- In a decision that impacts 26,000 home healthcare workers in Illinois, the Supreme Court ruled Monday that "partial-public employees" cannot be required to pay union fees that help pay for collective bargaining costs. The basis for the 5-4 ruling was to protect the First Amendment rights of nonmembers who disagree with union positions.
- The impacted workers care for the elderly and the disabled and are paid with Medicaid funds. According to Justice Samuel Alito, "partial-public employees" do not have the rights and benefits of state employees and therefore cannot be treated the same underneath the 2003 state legislation that made state employees eligible for collective bargaining.

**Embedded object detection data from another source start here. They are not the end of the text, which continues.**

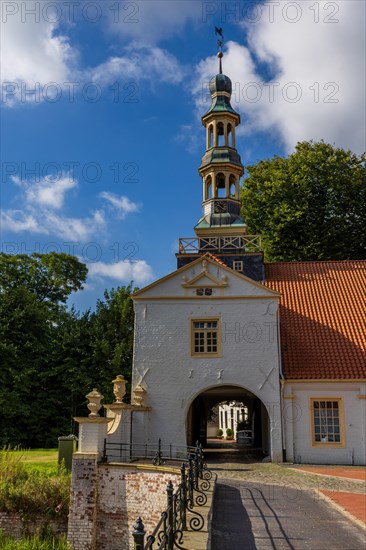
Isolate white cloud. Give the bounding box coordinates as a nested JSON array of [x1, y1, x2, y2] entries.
[[0, 206, 106, 242], [89, 44, 185, 87], [0, 1, 77, 106], [109, 0, 204, 46], [40, 210, 106, 242], [11, 174, 78, 210], [88, 260, 154, 284], [99, 191, 139, 218], [0, 209, 47, 234], [0, 173, 139, 242], [195, 0, 366, 153]]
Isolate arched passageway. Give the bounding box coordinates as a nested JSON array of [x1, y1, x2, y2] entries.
[[187, 385, 270, 462]]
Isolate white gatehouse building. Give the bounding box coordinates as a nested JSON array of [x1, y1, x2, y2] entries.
[[126, 54, 366, 464]]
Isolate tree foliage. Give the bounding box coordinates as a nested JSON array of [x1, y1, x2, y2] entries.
[[241, 141, 366, 261], [0, 253, 133, 447]]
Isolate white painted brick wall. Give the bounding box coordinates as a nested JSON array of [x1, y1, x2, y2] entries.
[[284, 382, 366, 465], [133, 292, 282, 461]]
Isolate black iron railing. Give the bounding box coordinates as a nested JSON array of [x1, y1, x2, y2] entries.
[[132, 445, 216, 550], [101, 439, 195, 466]]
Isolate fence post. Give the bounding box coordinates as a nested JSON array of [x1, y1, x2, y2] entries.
[[166, 481, 174, 550], [193, 447, 200, 489], [100, 438, 108, 462], [180, 462, 187, 531], [132, 517, 145, 550], [188, 455, 194, 506]]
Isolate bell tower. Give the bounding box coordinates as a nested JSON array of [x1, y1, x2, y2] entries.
[[177, 33, 264, 281], [195, 52, 245, 237]]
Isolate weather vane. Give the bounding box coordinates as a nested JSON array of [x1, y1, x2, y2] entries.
[[215, 27, 224, 74]]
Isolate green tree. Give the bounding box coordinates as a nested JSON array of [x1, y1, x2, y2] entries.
[[0, 252, 88, 304], [241, 141, 366, 261], [0, 253, 87, 446]]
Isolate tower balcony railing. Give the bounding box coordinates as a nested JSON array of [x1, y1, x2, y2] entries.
[[178, 235, 262, 254]]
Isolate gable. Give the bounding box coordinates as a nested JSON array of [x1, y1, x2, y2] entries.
[[132, 255, 279, 300]]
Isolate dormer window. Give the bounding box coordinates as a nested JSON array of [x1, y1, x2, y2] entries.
[[233, 260, 244, 271], [196, 288, 212, 296]]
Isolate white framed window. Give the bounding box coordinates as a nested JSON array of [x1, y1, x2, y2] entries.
[[310, 397, 346, 447], [191, 318, 221, 357]]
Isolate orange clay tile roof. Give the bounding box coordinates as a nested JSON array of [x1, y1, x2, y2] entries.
[[265, 260, 366, 379], [205, 252, 227, 267]]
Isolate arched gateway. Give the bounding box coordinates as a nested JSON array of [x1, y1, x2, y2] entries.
[[186, 385, 272, 455], [132, 49, 282, 461]]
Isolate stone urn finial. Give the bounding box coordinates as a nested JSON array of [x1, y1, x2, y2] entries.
[[85, 388, 104, 417], [113, 374, 127, 403], [133, 386, 146, 407]]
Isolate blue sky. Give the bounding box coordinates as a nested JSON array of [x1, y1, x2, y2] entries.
[[0, 0, 366, 310]]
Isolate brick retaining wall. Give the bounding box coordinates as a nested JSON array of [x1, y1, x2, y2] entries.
[[68, 455, 180, 550]]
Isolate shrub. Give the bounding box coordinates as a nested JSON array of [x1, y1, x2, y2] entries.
[[0, 530, 69, 550]]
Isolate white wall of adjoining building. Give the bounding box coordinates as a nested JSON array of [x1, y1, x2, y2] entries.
[[283, 381, 366, 465]]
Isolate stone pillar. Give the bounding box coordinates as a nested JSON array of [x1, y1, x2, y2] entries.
[[67, 453, 98, 550], [67, 412, 111, 550]]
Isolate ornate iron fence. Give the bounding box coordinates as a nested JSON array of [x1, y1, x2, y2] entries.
[[132, 445, 216, 550]]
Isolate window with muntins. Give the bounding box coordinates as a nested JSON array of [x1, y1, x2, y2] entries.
[[311, 399, 344, 446], [192, 319, 219, 355]]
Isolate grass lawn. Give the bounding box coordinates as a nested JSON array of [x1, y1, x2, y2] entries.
[[7, 449, 58, 475]]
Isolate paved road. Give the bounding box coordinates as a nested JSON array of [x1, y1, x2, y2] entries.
[[211, 478, 366, 550]]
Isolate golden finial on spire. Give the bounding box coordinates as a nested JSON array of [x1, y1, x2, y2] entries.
[[215, 27, 224, 74]]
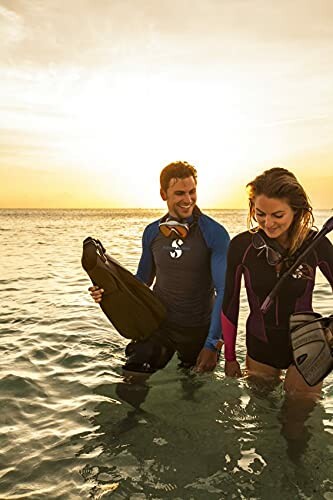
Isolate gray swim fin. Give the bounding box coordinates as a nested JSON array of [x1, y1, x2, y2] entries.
[[290, 312, 333, 386]]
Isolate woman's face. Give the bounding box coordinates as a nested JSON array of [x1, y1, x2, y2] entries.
[[254, 194, 295, 244]]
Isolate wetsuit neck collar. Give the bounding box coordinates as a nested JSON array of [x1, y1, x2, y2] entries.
[[160, 205, 202, 227]]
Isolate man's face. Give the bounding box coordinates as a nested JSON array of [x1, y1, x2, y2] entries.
[[161, 176, 197, 219]]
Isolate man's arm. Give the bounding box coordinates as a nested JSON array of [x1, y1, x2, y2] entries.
[[196, 216, 230, 371], [135, 222, 158, 286]]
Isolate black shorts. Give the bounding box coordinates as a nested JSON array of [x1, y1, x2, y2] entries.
[[124, 322, 209, 373]]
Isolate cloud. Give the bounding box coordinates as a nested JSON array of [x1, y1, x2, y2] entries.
[[0, 5, 26, 46]]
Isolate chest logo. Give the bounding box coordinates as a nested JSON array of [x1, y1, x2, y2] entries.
[[170, 239, 184, 259]]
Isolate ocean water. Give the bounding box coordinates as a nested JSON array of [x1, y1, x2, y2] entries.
[[0, 210, 333, 500]]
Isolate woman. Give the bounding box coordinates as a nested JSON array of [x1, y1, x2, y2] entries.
[[222, 168, 333, 396]]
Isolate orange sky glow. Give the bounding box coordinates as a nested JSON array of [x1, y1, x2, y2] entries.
[[0, 0, 333, 209]]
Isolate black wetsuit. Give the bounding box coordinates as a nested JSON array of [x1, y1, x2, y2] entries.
[[222, 231, 333, 369]]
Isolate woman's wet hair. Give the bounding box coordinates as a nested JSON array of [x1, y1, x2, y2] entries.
[[160, 161, 197, 192], [246, 167, 314, 254]]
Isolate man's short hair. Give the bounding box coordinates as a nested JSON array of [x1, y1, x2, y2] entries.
[[160, 161, 197, 192]]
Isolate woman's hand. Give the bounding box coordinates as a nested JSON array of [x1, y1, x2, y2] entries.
[[224, 360, 242, 378]]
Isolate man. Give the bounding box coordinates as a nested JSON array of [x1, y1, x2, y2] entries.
[[89, 161, 230, 374]]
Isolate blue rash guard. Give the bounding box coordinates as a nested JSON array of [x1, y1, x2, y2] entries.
[[136, 207, 230, 351]]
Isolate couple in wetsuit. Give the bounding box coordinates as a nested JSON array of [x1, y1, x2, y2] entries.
[[90, 162, 333, 393]]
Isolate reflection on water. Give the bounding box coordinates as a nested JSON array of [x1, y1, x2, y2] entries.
[[0, 210, 333, 500]]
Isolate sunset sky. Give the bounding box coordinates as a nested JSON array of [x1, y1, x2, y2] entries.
[[0, 0, 333, 208]]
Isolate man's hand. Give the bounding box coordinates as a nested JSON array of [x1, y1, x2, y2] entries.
[[88, 286, 104, 304], [194, 347, 218, 373], [224, 361, 242, 377]]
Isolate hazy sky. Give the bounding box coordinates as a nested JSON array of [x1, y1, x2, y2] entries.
[[0, 0, 333, 208]]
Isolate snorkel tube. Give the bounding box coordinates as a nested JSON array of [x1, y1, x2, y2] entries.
[[260, 217, 333, 314]]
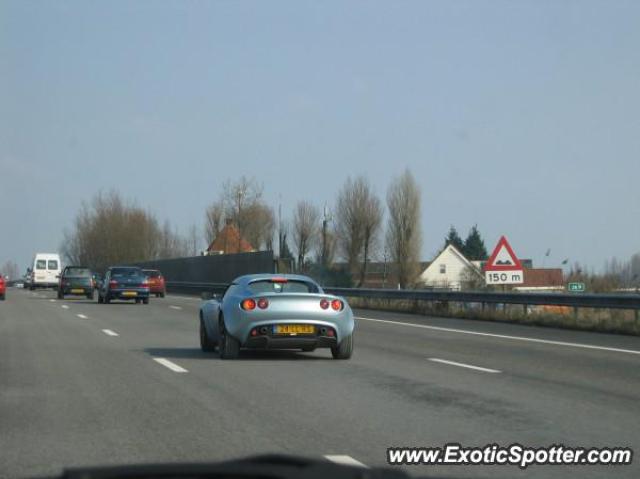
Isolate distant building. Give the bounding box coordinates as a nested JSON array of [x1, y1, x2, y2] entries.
[[206, 221, 255, 255], [419, 244, 484, 290]]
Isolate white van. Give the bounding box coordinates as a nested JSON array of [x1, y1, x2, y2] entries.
[[29, 253, 62, 291]]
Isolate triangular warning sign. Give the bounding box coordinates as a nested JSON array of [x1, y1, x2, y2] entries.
[[484, 236, 522, 271]]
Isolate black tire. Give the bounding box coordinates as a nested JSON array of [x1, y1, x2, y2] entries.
[[200, 318, 217, 353], [218, 318, 240, 359], [331, 333, 353, 359]]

- By limiting the ruling to partial-public employees, the decision maintained a traditional union practice permitting public-sector unions of government employees to pass along their representation costs to nonmembers.
According to a suit filed by a group of workers led by home health aid Pamela Harris, collective bargaining fees violate the First Amendment of those workers who disagree with political positions taken by the union (specifically, the expansion of Medicaid). According to Harris' group, the collection of fees from home health employees is inappropriate since those workers do not work on government property and are not supervised by other government employees.
According to Mary Kay Henry, president of the SEIU, it is unclear how the ruling will impact the home care union model in other states; however, the limitations of the ruling do protect unions of government employees from what otherwise might have had disastrous implications for membership.